Oszustwo rosyjskiej telewizji - pokazali ofiary ze Słowiańska. Nagrania mają prawie dwa lata.
Państwowa telewizja Rosija-1 wyemitowała w piątek materiał, w którym na ekranie pojawiło się ciało Rosjanina zabitego w Słowiańsku przez ukraińskie siły zbrojne. Problem w tym, że zaprezentowane zdjęcia pochodzą sprzed 18 miesięcy i widać na nich nie Ukrainę, a efekty rosyjskiej operacji antyterrorystycznej na Północnym Kaukazie.
W telewizyjnym materiale, traktującym o walkach ukraińskich sił rządowych z prorosyjskimi separatystami z samozwańczej Republiki Donieckiej, zaprezentowano ciało rzekomej ofiary tych starć. "Każdego dnia giną pokojowo nastawieni cywile" - komentował sprawozdający.

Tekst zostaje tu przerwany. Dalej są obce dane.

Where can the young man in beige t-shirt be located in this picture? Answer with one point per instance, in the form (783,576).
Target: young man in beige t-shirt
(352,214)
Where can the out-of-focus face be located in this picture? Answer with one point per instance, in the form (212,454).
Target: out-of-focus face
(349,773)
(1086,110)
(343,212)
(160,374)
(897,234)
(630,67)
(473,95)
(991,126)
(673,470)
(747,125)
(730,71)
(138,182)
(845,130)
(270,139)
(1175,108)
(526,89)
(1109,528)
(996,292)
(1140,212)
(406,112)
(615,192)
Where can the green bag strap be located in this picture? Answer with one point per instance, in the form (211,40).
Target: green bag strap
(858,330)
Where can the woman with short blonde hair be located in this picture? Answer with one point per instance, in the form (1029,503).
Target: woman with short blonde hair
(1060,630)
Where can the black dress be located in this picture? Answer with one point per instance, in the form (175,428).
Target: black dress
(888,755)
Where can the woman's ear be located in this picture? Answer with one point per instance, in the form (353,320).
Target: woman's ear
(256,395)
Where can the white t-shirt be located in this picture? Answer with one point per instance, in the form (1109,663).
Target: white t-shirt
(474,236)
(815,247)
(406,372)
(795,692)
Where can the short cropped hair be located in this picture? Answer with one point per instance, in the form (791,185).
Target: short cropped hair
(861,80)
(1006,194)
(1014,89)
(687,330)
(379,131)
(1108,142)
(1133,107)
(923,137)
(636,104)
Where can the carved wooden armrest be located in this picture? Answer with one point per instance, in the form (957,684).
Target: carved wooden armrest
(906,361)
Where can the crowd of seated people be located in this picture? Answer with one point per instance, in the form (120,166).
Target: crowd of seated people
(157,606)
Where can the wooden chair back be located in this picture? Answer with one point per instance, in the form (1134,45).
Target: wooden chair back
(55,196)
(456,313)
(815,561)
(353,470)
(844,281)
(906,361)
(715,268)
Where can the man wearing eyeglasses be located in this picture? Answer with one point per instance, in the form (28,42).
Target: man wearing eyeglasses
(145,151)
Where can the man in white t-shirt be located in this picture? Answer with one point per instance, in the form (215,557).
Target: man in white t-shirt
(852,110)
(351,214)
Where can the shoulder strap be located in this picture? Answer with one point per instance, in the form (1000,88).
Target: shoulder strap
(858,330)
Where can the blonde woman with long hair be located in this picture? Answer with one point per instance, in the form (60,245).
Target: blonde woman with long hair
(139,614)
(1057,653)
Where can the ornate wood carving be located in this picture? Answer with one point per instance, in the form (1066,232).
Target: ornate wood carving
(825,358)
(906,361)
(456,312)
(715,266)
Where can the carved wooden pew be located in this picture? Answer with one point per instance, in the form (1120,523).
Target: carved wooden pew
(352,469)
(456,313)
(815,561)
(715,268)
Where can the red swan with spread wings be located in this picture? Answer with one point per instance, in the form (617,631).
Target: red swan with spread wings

Zwłoki zabitego cywila leżą obok pistoletu, co jak zauważa głos z offu jest "wysłaniem sygnału, że wróg został zabity" (materiał prezentowany w pierwszym filmie od 3:20).
Jednak prezentowane efekty walki w okolicach Słowiańska okazały się mistyfikacją. Materiał wideo faktycznie dokumentował operację antyterrorystyczną w kaukaskiej Kabardyno-Bałkarii. Jak zauważył internetowy serwis magazynu "Business Insider", w listopadzie 2011 roku siostrzany kanał, Rosija-24, już raz opublikował identyczne nagranie, jednak wówczas miejscem zdarzenia nie była Ukraina.